BERLIN — Hundreds of flights were canceled at airports across Germany on Thursday after ground crews, baggage handlers and other public workers walked off the job to press their demands for higher pay.

At Frankfurt airport alone, one of Europe's busiest, 550 takeoffs and landings were canceled by mid-morning. Lufthansa, Germany's largest airline, said it had canceled 600 flights across the country, about a third of its total.

In all, workers in seven airports — Frankfurt, Munich, Duesseldorf, Hamburg, Cologne, Stuttgart and Hannover — were participating in the strike. Most of the flights canceled were those within Europe.

Warning strikes are a common tactic used by German unions to put pressure on employers amid wage negotiations, and Thursday's walkouts come ahead of a third round of talks next week for some 2.1 million federal and municipal employees.

In addition to airports, public-service workers in preschools, hospitals, libraries, and scores of other areas were also taking part in the one-day warning strike, said Ver.di union spokesman Christoph Schmitz.

He said it was not immediately clear how many people were participating, but that it was expected to be in the tens of thousands.

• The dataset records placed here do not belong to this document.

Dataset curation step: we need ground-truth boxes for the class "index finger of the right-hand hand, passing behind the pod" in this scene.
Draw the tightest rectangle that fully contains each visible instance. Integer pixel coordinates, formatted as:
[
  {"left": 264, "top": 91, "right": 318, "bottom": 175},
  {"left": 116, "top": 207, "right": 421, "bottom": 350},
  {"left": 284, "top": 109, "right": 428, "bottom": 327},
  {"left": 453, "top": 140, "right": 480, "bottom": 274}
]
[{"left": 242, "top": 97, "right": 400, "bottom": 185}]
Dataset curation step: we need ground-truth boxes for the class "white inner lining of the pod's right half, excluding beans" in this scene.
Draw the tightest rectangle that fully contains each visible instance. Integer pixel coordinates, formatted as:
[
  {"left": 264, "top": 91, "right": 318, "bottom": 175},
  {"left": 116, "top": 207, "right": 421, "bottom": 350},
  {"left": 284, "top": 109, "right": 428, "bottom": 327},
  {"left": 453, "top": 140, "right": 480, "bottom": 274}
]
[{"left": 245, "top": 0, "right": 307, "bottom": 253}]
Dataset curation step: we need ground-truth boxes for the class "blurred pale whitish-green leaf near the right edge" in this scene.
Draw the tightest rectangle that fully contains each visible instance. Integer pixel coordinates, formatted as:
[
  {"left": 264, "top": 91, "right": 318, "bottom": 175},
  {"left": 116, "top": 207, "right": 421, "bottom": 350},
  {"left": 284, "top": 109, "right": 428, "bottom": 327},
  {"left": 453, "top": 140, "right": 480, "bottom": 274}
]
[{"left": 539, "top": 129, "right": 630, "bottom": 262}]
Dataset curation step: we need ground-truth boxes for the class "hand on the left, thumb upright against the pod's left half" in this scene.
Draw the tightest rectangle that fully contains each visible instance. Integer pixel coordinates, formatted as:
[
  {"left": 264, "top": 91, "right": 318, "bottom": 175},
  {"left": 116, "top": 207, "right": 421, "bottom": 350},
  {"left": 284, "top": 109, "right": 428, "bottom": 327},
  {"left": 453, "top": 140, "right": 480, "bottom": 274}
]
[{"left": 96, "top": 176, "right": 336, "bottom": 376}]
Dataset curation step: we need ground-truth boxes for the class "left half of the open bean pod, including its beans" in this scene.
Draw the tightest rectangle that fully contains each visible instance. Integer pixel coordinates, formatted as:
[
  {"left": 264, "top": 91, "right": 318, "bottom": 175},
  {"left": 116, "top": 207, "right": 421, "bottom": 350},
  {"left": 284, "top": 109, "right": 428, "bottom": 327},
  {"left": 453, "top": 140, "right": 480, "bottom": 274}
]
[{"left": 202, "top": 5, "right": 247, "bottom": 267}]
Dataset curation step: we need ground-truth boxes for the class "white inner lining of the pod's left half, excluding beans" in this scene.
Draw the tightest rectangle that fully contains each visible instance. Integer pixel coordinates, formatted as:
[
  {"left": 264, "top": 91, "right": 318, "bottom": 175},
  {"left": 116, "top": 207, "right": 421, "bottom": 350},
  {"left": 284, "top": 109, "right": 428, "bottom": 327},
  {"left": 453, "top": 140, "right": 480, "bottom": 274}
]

Ver.di is looking for a 100 euro ($138) monthly increase for all workers, in addition to a 3.5 percent wage increase. That would translate to an average 6.73 percent wage rise for the public sector employees, Schmitz said.

Lufthansa has been critical of the strike, saying that it would cost the airline millions of euros "even though we play no part whatsoever in this pay dispute."

"Ver.di is quite prepared to exploit non-involved parties — whether individuals or companies — in the pursuit of union objectives," said Lufthansa spokeswoman Bettina Volkens in a statement. "We particularly regret the fact that our customers will suffer as a result."